Labeled unranked trees are used as a model of XML documents, and logical languages for them have been studied actively over the past several years. Such logics have different purposes: some are better suited for extracting data, some for expressing navigational properties, and some make it easy to relate complex properties of trees to the existence of tree automata for those properties. Furthermore, logics differ significantly in their model-checking properties, their automata models, and their behavior on ordered and unordered trees. In this talk I survey logics for unranked trees.
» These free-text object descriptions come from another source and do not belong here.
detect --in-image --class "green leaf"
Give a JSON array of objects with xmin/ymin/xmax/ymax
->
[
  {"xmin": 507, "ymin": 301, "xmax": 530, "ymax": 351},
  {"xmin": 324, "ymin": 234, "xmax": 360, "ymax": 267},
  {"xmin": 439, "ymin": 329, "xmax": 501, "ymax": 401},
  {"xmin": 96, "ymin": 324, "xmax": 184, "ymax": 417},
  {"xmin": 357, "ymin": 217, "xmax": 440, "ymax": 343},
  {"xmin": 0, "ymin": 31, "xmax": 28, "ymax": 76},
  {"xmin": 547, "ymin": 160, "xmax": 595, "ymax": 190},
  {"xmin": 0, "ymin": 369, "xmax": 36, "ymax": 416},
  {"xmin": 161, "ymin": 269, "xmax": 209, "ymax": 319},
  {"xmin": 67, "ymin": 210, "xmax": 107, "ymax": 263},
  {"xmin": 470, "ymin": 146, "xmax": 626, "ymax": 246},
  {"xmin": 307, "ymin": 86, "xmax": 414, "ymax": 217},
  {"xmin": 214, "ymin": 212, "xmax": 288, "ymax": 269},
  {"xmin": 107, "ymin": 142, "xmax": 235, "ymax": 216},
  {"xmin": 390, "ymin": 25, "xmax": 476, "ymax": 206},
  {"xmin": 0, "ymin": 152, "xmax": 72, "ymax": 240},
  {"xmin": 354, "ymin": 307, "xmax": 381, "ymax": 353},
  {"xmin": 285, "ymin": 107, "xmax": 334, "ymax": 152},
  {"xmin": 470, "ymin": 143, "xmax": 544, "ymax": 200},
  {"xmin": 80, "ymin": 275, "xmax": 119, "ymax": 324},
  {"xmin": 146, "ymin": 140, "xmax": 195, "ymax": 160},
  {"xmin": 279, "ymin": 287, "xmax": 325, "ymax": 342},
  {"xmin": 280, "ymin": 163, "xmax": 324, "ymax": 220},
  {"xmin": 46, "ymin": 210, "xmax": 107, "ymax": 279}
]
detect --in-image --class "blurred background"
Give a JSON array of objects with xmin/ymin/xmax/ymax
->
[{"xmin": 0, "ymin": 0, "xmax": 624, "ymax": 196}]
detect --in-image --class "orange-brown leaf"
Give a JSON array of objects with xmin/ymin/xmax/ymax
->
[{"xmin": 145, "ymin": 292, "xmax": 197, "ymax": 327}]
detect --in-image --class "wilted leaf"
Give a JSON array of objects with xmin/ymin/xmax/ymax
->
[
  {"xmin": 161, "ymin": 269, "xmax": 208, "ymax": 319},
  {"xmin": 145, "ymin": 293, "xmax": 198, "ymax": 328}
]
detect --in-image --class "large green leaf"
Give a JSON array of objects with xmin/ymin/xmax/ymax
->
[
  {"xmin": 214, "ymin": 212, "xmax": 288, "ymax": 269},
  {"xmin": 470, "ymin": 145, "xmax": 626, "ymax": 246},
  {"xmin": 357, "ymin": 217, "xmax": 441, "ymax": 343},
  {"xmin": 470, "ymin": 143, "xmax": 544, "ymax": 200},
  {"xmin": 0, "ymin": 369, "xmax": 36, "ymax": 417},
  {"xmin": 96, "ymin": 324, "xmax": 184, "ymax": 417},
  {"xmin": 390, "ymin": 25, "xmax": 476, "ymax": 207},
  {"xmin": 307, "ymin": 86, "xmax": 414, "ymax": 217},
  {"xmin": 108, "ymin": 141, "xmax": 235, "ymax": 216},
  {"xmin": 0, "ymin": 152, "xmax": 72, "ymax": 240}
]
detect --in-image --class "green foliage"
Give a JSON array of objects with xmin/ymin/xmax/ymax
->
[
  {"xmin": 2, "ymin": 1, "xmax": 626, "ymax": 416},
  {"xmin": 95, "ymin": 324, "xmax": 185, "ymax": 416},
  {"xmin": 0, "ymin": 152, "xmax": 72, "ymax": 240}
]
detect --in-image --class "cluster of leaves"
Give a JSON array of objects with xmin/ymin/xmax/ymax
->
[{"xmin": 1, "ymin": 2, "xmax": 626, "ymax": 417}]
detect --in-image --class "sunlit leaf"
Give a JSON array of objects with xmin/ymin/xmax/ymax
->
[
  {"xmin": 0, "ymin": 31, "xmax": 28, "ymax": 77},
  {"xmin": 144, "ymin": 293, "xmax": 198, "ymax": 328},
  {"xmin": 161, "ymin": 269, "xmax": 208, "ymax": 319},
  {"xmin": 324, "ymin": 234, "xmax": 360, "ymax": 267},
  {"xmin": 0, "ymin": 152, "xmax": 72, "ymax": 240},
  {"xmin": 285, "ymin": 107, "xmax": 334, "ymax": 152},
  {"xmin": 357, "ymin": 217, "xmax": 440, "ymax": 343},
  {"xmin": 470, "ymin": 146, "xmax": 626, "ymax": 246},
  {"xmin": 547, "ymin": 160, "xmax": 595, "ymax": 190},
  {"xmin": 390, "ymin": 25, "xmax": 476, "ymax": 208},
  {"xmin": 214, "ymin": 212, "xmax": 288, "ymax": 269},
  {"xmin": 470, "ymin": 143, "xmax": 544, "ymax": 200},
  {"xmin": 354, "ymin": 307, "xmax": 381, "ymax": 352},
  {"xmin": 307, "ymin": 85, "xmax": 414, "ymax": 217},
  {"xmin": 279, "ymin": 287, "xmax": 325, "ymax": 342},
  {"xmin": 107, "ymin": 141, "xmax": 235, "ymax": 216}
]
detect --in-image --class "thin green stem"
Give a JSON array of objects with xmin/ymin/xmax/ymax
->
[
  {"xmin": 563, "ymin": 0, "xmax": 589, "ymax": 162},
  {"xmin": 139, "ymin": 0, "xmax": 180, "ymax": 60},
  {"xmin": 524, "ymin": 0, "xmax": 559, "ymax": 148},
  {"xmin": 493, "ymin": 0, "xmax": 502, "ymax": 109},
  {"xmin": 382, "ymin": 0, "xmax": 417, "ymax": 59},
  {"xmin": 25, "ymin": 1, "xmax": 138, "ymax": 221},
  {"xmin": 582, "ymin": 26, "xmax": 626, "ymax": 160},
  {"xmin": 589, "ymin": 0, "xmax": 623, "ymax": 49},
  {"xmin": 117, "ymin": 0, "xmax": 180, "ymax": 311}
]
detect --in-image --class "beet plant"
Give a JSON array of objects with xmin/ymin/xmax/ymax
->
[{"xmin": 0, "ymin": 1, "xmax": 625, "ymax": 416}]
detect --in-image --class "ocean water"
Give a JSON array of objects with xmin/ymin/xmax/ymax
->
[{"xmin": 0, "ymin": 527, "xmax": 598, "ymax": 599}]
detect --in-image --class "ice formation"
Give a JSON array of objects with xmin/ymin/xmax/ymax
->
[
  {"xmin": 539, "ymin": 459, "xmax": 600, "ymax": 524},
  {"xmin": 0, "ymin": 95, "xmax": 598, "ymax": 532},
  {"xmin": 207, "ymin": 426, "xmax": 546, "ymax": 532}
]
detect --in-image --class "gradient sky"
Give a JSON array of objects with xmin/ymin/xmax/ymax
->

Научная биография Леонида Либкина

Leonid Libkin has recently been appointed a Marie Curie Chair at the University of Edinburgh. He is currently a Professor of Computer Science at the University of Toronto, and prior to joining Toronto in 2000 he was a member of research staff in the Computing Sciences Research Center at Bell Laboratories in Murray Hill. He received his MSc degree in Moscow, Russia, and his PhD from the University of Pennsylvania in 1994. His research interests are in the areas of databases and applications of logic in computer science; in the past he also worked in lattice theory and universal algebra. He has (co)authored 3 books and over 120 technical papers. He was the recepient of Premier's Research Excellence Award in 2001, and three best paper awards. He has given a dozen invited conference talks, has served on over 25 program committees, three of which he chaired, and is serving on several editorial boards.